¿Tiene ideología la pandemia? ¡Vaya si la tiene, y la trae de fábrica! El virus es darwinista, evolucionista, no negacionista, megafeminista, estalinista, eugenésico, eutanásico, mutante (como nuestro Presidente) y tirando a nazi. Persigue lo que en la Alemania de Hitler llamaban solución final. Se ensaña con los varones, los ancianos y los enfermos.
Primera premisa: los mayores (eufemismo aplicado a quienes somos viejos) son un hándicap para la economía. Ya saben: el costo sanitario, las pensiones y demás vainas. Si no existiéramos, el mundo sería más próspero y el futuro no tan incierto.
Segunda premisa: somos carne de cañón para el contagio y el resultado de éste suele ser funesto.
Tercera premisa: ya hemos colmado la cuota y además, qué coño, nadie nos quitará lo bailado. El ancianicidio, pues, está servido.
¿Darwinismo, decía? ¡Pues claro! Es la supervivencia del más apto. Hasta aquí, la teoría, cuya racionalidad es implacable. Pero luego llega la hora de las decisiones y se meten por medio los valores, la decencia, el respeto, la equidad, la misericordia, la gratitud, el afecto, la religión y hasta el sentido común.
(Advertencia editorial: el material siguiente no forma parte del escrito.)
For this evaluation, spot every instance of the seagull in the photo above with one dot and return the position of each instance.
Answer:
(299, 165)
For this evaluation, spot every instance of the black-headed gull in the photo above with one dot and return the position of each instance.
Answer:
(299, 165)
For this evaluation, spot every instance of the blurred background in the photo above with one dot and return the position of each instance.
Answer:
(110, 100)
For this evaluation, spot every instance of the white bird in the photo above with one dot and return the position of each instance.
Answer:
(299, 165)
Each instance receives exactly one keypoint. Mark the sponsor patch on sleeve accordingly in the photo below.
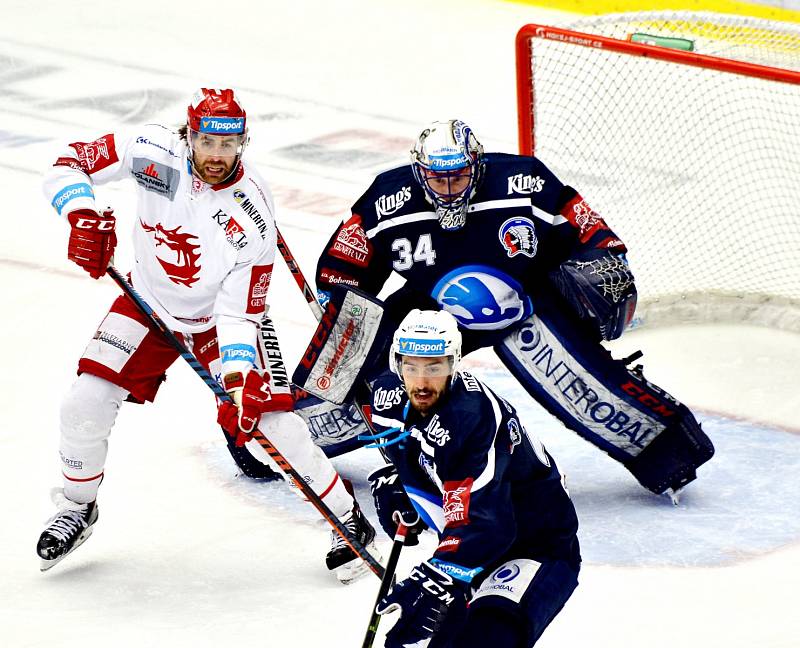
(351, 243)
(455, 502)
(260, 277)
(97, 155)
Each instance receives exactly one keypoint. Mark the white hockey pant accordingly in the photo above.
(292, 438)
(88, 412)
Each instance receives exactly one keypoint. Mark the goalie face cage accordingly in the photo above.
(693, 157)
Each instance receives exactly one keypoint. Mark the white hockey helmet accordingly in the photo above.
(426, 334)
(448, 154)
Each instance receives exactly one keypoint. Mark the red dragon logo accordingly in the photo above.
(185, 271)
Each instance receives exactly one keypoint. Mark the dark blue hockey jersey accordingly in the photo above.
(478, 478)
(521, 223)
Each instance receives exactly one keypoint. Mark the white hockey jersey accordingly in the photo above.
(203, 253)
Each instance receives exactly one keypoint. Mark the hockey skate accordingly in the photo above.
(341, 559)
(66, 530)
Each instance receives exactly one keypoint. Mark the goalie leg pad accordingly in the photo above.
(598, 397)
(599, 288)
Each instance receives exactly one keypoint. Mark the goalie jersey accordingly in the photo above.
(521, 223)
(477, 477)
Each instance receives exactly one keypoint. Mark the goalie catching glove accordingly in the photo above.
(251, 397)
(393, 505)
(599, 286)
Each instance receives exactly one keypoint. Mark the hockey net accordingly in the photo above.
(683, 131)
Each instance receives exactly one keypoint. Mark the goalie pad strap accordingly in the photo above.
(341, 346)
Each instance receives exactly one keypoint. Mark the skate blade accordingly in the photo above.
(45, 564)
(356, 568)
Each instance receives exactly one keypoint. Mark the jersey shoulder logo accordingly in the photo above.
(518, 236)
(387, 205)
(524, 184)
(482, 298)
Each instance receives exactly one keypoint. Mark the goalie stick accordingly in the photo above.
(265, 443)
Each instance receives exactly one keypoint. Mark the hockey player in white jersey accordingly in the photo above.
(204, 243)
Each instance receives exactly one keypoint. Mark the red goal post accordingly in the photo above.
(692, 155)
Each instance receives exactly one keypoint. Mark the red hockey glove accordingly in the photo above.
(92, 240)
(251, 398)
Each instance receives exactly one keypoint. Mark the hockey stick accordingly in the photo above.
(265, 443)
(386, 582)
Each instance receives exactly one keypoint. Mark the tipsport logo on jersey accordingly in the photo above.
(482, 298)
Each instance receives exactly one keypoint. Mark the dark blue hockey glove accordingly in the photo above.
(424, 599)
(391, 502)
(599, 286)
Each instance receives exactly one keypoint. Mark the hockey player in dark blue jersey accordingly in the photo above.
(525, 266)
(464, 465)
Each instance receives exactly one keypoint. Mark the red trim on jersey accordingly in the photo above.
(455, 502)
(583, 218)
(260, 277)
(236, 177)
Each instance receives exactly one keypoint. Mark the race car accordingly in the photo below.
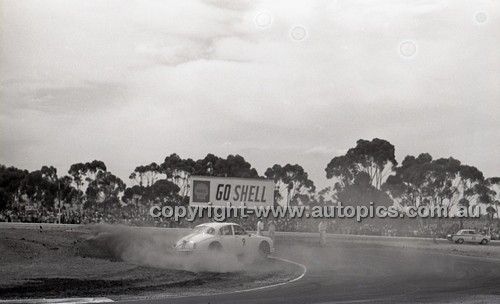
(469, 236)
(224, 237)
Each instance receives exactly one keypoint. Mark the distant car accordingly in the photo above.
(224, 237)
(469, 236)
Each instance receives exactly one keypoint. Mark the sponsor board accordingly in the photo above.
(219, 191)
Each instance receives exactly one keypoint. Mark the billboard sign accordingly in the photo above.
(218, 191)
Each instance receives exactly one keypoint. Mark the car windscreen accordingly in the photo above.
(204, 229)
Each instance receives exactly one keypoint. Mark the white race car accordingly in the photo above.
(468, 236)
(224, 237)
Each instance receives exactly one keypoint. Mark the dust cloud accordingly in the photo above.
(153, 248)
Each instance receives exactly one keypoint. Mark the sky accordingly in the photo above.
(130, 82)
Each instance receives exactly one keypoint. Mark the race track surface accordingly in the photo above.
(347, 272)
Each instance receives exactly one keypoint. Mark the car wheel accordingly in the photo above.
(215, 247)
(264, 249)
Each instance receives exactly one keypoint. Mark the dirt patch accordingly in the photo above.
(92, 261)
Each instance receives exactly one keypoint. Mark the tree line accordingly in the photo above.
(368, 172)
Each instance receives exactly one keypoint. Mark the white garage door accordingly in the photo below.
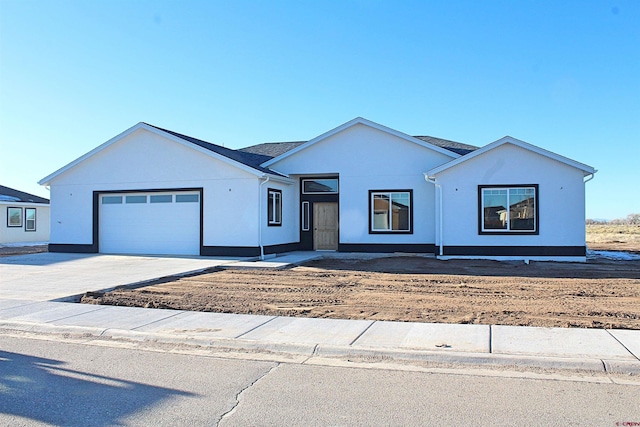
(150, 223)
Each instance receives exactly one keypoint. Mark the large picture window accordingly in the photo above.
(30, 219)
(274, 207)
(390, 211)
(508, 209)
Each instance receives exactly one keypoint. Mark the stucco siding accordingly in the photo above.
(369, 159)
(145, 161)
(20, 234)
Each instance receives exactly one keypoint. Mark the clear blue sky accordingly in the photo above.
(563, 75)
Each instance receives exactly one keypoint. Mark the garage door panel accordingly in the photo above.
(150, 228)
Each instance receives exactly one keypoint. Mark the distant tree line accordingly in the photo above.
(631, 219)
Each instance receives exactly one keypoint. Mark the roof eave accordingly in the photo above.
(363, 121)
(586, 169)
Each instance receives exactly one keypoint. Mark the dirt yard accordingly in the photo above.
(598, 294)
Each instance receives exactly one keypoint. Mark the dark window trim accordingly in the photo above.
(26, 219)
(370, 202)
(274, 223)
(9, 216)
(510, 232)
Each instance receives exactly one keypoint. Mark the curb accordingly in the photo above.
(333, 351)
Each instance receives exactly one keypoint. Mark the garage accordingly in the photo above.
(152, 222)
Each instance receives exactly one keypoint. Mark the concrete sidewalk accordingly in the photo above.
(589, 349)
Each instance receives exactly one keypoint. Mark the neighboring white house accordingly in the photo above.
(24, 217)
(361, 187)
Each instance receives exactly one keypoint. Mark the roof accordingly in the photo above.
(365, 122)
(456, 147)
(272, 149)
(10, 195)
(249, 162)
(587, 170)
(247, 158)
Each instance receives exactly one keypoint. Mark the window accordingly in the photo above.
(320, 186)
(161, 198)
(187, 198)
(274, 207)
(111, 200)
(14, 217)
(305, 216)
(135, 199)
(508, 209)
(29, 219)
(390, 211)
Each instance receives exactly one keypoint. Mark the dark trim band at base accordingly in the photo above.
(72, 248)
(247, 251)
(387, 247)
(515, 250)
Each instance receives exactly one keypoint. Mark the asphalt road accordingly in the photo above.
(60, 383)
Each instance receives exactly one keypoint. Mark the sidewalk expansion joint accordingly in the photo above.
(362, 333)
(490, 339)
(238, 396)
(158, 320)
(620, 342)
(256, 327)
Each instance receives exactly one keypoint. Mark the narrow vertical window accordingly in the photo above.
(305, 216)
(30, 219)
(390, 211)
(14, 217)
(274, 207)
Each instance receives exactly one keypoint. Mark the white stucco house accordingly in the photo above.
(24, 217)
(361, 187)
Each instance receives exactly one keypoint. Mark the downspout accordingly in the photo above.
(590, 177)
(438, 187)
(260, 216)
Estúpidas, por insensatas, y abyectas, por su inmoralidad, son las medidas de discriminación aritmética con las que las autoridades políticas y sanitarias, fundidas por el despotismo imperante en una sola deidad bifronte, escalonan la desescalada.
Arbitrario e injusto ha sido ya distinguir entre los chavales de trece años y los de catorce, pero aún más injusto y arbitrario sería impedir que los mayores de sesenta y cinco salgan de su enclaustramiento. El Registro Civil no define a las personas. Hay gentes que nacen viejas y viejos que mueren jóvenes. Cuestión de carácter, de genética, de estilo de vida y de actitud ante ésta.
Conozco, por ejemplo, a una persona que tiene ochenta y tres años, acaba de escribir un libro de seiscientas cincuenta páginas, interviene en programas de radio, da conferencias, dirige encuentros filosóficos, publica dos columnas de prensa a la semana, trabaja catorce horas al día sin descansar ni uno, tiene un hijo de siete años, del que se ocupa como debe ocuparse un padre, y una novia de veintisiete (hay un bolero que dice que el hombre tiene los años de la mujer que acaricia), acaba de fundar un semanario digital que leen sesenta mil personas, tiene treinta y dos mil seguidores en Twitter, come con apetito, duerme ocho horas, paga sus impuestos, se hace cada tres meses un minucioso análisis de sangre cuyo resultado es de cine, no fuma, no es diabético, pesa sesenta y cinco kilos y hasta saca tiempo y energía para hacer treinta y cinco minutos diarios de cinta a una velocidad de cinco kilómetros por hora. De todo ello puedo dar fe.
¿Van a impedir las autoridades que ese hombre salga a la calle, lleve a su hijo a un museo, pasee con su novia cogida de la mano o, cuando los restaurantes abran, acuda al japo que más le guste para engullir una bandeja de sushi?
Él no va a contagiar a nadie, pues si cogiera el virus se encerraría en casa o en el hospital que le corresponda. ¿Corre riesgos? Sin duda, pero eso es asunto exclusivamente suyo. Una sola persona pesa tanto como una multitud. Ténganlo en cuenta las autoridades, porque la democracia también es eso.
El médico de Stevenson chequeó en cierta ocasión la salud de éste y le dijo: "Si sigue usted llevando la vida que lleva, morirá joven". Y Stevenson, que era noctívago, mujeriego, borrachín, bohemio y aventurero, le contestó: "Doctor, siempre se muere joven".